Named Seitaad ruessi, the species was 10-to-15 feet long and 3-to-4 feet high. It's bones were found protruding from sandstone at the base of a cliff, directly below an ancient Anasazi cliff dwelling.
No humans were around at the time of the dinosaurs, but researchers say the bones could well have been visible when the early Indians lived there.
The name Seitaad comes from the word "Seit'aad" which was a sand monster that buried its victims in dunes in Navajo legend, according to the researchers. The newly named skeleton had been swallowed by a sand dune. So, might visible dinosaur remains have given rise to the ancient Indian monster legend?
"That's a lot of speculation, but anything's possible," said Mark Loewen, a paleontologist at the Utah Museum of Natural History and instructor in the Department of Geology and Geophysics at the University of Utah.
One of the Anasazi dwellings included a stone with a dinosaur footprint in its center, he noted. The ruessi part of the name is in honor of poet and naturalist Everett Ruess who disappeared in southern Utah in 1934.
Understanding how dinosaurs lived in the past, how their environments changed and affected them, is important for understanding our changing world today, Loewen said.
The nearly complete skeleton is missing only its head, one toe and a lower shinbone, he said, noting erosion over the years probably accounts for the missing parts.
What the researchers have is similar to other sauropodomorphs found in South America and southern Africa, which were all vegetarians, he explained in a telephone interview. However, Seitaad did have a claw on its front limbs, which Loewen suggested was probably used for defense.

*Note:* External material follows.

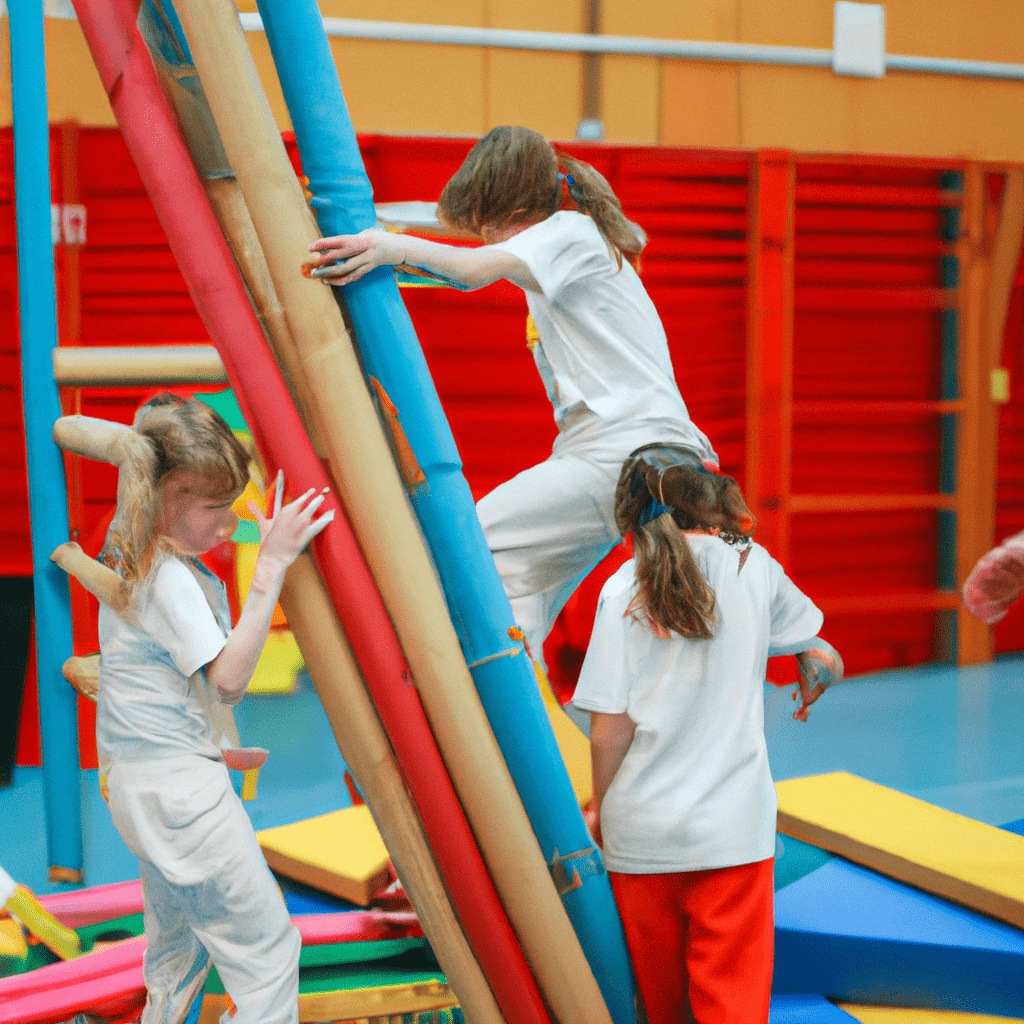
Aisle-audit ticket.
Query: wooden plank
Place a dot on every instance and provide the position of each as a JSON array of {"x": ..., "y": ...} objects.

"We were absolutely shocked" by the discovery of this dinosaur, Loewen said. It was found in 2004 by a local artist studying rock paintings and the scientists went to the area immediately when they learned of it, he said. The bones were excavated the following year by Museum researchers.
While dinosaur remains have been found in other parts of Utah fossils are rare in the Navajo sandstone areas and generally have been from smaller creatures.
"This new find suggests that there may be more dinosaurs yet to be discovered in these rocks," said Joseph Sertich, co-author of the report and currently a doctoral student at New York's Stony Brook University.